31
January
2024
|
17:38
Europe/Amsterdam

Eating seasonal foods

Reading Time: 3 minutes

With many fruits and vegetables available year-round it’s easy to forget that nature knows best, and that the foods it provides us with do in fact have an optimal eating time.1 Seasonal fruits and vegetables not only support our nutritional needs more efficiently, but they taste better too! These are just a couple of the reasons why seasonal fruits and vegetables should feature regularly in your diet.

 

They really do taste better

It’s not a marketing ploy – there’s a fundamental reason why seasonal produce is far better tasting. In-season fruits and vegetables are fresher, sweeter and perfectly ripe. This is because they’ve been picked or harvested at the right time after they’ve naturally ripened in the ground, or on the vine or tree – allowing them to retain greater flavour. When we eat foods that are out of season, they will have been harvested early and undergone a process of refrigeration to keep them from spoiling during transportation. Fridges are beneficial for preservation, but they’re the enemy to flavour, and chilling will always diminish that perfectly-ripe, sweet taste. Often, products will have to undergo extra heating to artificially ripen them once they reach their intended destination too. This greatly reduces the flavour and removes that lovely sweetness that you only get with freshly picked produce. Out-of-season foods can taste floury, fibrous or even flavourless in comparison to their seasonal counterparts.

Benefit from a higher nutritional value

It’s not just the flavour that’s retained in seasonally ripened fruits and vegetables, but the nutritional value is far greater too. Eating produce closer to harvesting ensures better retention of nutrients, as many nutrients will start to decrease in foods stored for longer periods of time. Vitamin C, folate and carotenes in particular will rapidly decline in produce that are not consumed soon after harvesting. Larger suppliers may even stock out-of-season fruits and vegetables that have been gassed, irradiated (through radiation) to kill germs and preserved in wax to keep them looking fresh and extend their shelf life. It goes without saying that none of this will be beneficial to our health.

Support your body’s natural requirements

Eating foods that are in season will better support your body’s natural healing and cleaning abilities.
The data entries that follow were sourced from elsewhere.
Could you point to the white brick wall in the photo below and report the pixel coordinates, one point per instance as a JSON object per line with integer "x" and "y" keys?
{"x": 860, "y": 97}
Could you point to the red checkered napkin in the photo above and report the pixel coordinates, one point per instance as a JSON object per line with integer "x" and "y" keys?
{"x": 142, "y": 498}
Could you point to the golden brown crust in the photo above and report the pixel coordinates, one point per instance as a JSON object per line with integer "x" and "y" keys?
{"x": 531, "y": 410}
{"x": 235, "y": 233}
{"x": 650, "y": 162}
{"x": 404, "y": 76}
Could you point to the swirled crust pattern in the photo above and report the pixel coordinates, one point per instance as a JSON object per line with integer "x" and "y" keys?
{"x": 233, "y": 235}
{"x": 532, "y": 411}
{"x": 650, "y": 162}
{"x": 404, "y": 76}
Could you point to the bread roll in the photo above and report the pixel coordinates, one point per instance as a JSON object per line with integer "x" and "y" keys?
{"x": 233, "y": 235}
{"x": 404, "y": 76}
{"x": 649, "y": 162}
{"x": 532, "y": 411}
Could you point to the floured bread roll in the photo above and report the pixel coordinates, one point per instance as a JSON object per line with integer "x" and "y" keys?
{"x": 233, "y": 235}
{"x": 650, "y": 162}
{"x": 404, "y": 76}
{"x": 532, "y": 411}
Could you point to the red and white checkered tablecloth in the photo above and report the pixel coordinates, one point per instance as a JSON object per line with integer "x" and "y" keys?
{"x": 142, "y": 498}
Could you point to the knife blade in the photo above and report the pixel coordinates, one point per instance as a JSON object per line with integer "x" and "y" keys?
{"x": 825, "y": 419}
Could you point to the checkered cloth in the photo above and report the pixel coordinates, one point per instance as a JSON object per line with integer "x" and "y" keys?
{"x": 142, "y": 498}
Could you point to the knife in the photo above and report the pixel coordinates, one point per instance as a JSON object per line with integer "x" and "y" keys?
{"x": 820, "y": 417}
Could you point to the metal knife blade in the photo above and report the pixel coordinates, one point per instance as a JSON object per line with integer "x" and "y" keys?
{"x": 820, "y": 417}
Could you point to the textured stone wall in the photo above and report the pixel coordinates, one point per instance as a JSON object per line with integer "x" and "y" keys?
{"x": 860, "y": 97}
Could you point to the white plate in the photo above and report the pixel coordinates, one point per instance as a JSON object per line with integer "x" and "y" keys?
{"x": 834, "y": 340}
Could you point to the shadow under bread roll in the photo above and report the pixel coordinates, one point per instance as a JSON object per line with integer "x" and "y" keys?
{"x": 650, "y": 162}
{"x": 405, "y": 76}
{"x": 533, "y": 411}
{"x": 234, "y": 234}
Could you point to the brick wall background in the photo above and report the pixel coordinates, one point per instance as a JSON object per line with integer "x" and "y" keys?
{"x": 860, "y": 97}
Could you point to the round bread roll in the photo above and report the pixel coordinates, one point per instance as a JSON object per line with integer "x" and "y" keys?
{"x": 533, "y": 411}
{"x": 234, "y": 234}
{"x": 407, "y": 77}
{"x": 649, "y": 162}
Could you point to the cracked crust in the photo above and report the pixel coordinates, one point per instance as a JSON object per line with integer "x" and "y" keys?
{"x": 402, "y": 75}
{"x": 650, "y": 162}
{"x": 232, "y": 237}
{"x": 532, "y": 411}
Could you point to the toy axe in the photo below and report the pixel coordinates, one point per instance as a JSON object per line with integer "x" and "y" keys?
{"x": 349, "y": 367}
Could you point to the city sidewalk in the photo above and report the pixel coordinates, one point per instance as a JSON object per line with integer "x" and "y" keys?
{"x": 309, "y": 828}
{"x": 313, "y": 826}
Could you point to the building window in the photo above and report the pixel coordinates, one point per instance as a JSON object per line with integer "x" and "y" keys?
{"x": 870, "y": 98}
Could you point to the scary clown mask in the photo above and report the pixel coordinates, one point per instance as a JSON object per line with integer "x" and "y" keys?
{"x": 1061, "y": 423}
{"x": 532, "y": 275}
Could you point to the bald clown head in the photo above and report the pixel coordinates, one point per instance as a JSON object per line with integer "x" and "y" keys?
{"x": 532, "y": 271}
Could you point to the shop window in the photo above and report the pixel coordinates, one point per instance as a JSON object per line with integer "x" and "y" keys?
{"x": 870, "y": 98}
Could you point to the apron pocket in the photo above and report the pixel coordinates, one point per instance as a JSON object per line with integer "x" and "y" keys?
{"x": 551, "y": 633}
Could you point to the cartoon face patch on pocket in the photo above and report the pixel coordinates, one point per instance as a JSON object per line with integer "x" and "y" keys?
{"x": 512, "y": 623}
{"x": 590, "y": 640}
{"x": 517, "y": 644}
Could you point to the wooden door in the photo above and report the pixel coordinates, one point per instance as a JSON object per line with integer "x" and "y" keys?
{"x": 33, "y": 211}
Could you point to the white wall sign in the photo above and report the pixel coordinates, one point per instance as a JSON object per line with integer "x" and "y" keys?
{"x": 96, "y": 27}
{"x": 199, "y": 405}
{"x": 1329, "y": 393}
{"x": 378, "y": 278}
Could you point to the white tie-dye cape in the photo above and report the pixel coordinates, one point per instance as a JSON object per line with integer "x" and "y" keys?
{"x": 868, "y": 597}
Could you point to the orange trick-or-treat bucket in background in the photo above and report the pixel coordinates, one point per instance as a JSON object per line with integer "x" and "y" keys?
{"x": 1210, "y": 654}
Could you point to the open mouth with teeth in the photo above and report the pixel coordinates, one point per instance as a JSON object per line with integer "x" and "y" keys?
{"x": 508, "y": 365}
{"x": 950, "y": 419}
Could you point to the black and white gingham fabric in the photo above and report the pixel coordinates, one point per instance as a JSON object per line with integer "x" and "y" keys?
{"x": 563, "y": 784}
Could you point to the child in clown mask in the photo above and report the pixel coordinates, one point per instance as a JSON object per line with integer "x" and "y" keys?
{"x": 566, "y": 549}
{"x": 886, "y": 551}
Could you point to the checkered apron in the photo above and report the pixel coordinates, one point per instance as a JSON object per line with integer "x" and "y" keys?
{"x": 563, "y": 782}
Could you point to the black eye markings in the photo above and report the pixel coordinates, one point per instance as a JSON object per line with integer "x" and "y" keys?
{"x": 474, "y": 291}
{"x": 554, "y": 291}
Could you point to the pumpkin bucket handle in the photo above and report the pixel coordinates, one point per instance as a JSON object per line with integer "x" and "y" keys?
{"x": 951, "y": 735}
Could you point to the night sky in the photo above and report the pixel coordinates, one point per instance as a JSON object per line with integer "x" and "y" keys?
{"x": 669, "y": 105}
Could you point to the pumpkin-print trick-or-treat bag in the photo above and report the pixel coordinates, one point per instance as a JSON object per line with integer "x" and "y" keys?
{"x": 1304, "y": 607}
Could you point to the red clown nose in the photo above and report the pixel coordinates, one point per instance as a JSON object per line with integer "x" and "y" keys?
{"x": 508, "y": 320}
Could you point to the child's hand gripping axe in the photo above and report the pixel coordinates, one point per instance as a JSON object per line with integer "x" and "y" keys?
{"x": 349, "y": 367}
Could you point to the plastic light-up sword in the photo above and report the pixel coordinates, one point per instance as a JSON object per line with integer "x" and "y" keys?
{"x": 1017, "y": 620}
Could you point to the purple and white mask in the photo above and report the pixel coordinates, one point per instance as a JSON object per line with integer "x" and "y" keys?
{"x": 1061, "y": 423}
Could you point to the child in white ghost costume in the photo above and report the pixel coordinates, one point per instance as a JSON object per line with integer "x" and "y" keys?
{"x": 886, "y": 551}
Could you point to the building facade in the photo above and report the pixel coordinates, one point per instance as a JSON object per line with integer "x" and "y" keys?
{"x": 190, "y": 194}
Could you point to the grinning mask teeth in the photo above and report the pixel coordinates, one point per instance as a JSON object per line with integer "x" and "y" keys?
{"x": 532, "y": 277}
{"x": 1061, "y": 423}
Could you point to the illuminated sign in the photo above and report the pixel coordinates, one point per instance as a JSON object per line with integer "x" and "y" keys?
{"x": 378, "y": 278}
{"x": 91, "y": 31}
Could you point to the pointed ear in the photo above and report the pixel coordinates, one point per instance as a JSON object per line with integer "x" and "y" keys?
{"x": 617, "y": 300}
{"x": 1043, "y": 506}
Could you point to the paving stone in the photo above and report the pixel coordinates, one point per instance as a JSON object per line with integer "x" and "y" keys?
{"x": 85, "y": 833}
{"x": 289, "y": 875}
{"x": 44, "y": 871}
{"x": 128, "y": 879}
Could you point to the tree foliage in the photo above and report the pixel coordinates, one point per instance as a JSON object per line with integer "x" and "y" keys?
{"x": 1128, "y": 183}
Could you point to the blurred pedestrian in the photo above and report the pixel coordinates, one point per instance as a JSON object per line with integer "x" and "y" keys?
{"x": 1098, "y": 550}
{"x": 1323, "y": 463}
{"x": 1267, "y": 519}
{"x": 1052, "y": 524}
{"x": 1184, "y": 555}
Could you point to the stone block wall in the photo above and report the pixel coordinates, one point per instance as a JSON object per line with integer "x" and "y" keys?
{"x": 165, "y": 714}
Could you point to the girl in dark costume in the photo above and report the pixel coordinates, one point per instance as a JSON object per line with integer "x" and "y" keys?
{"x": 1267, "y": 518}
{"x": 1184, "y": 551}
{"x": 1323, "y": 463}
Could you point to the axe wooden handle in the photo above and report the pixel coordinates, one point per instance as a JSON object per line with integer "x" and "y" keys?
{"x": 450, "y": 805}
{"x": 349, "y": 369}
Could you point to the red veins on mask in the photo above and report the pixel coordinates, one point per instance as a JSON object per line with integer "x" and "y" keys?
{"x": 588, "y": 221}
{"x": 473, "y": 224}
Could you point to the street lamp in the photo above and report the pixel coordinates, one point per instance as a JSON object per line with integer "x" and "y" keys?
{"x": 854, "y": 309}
In winter, for example, nature provides us with an abundance of citrus fruits which are high in Vitamin C and help to protect against the cold and flu viruses, and many varieties of squash, which contain Vitamin A to strengthen our immune systems ahead of the change in weather. Seasonal changes are always a key time for picking up viruses. So wild garlic, chives and leeks, which all contain natural antibiotics, are great to eat as it moves into the Spring. By contrast, summer brings with it lots of stone fruits that offer extra beta-carotenes and other carotenoids to help protect against sun damage.

Support the environment and the local economy

Purchasing more locally grown fruits and vegetables protects small, local farmland from being financially pressured into expanding and developing for industrial or commercial use. Preserving this farmland also provides animals, insects and birds with a place to live and thrive.2 ‘Food miles’ are reduced with less travel, meaning less consumption of fossil fuels and fewer carbon emissions and greenhouse gas emissions. Furthermore, because local farmers don’t have the inflated transportation and distribution costs that large agricultural businesses do, they’re able to retain more of their profits. Helping small, local businesses to become even more successful.

Eating a variety of healthy, nutrient-filled fruits and vegetables is always going to be beneficial to our health and is certainly a giant leap up from processed foods and artificial colours and flavourings. But for the greatest benefits of all, try to keep seasonal fruits and vegetables at the forefront of your shopping list.